Yang menjadi pertanyaan kita adalah, Apakah kembalinya beliau saw menghadap Allah swt untuk memohon keringanan tersebut dalam pengertian yang sesungguhnya ataukah khayalan?  Apakah peristiwa tersebut terjadi pada diri beliau saw dalam keadaan jaga/sadar ataukah di tengah tidurnya? Apakah peristiwa tersebut benar ataukah bohong?

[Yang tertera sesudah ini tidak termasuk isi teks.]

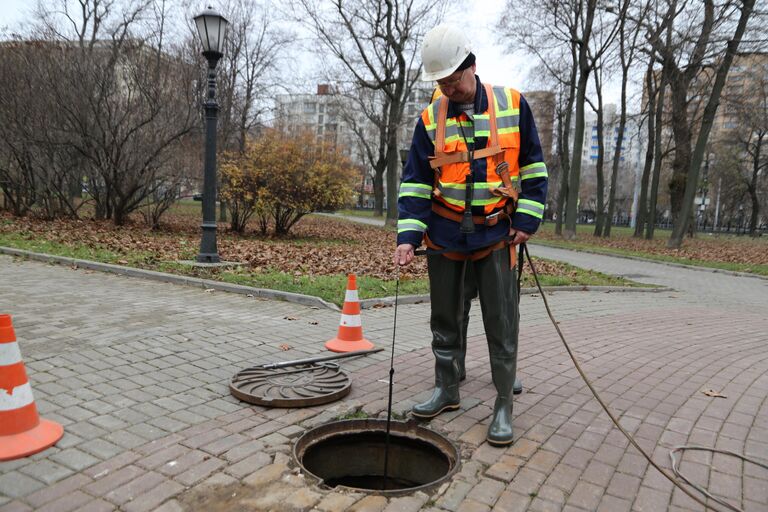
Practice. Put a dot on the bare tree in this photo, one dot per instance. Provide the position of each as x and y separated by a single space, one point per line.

Apakah Nabi Musa saat itu mati ataukah hidup sehingga dia bisa memberi saran kepada beliau saw agar meminta keringanan kepada Allah swt ?

 Al-Hakim mengetengahkan hadis shahih dari jalan Ibnu Abbas ra, bahwa Rasulullah saw pernah lewat di suatu lorong jalan menuju ke satu bukit, kemudian bertanya kepada para sahabat : “Apa ini?”. Jawab para sahabat : “Lorong jalan menuju ke bukit ini dan itu!”. Beliau saw bersabda : “Seakan-akan aku melihat Nabi Yunus as yang sedang berada di atas ontanya yang tali kekangnya terbuat dari tali sabut, ia berpakaian jubah dari bulu domba, seraya membaca Talbiyah : Labbaikaalloohumma labbaik”. (Tersebut didalam kitab Ad-Durrul Mantsur, juz 4, hal. 234).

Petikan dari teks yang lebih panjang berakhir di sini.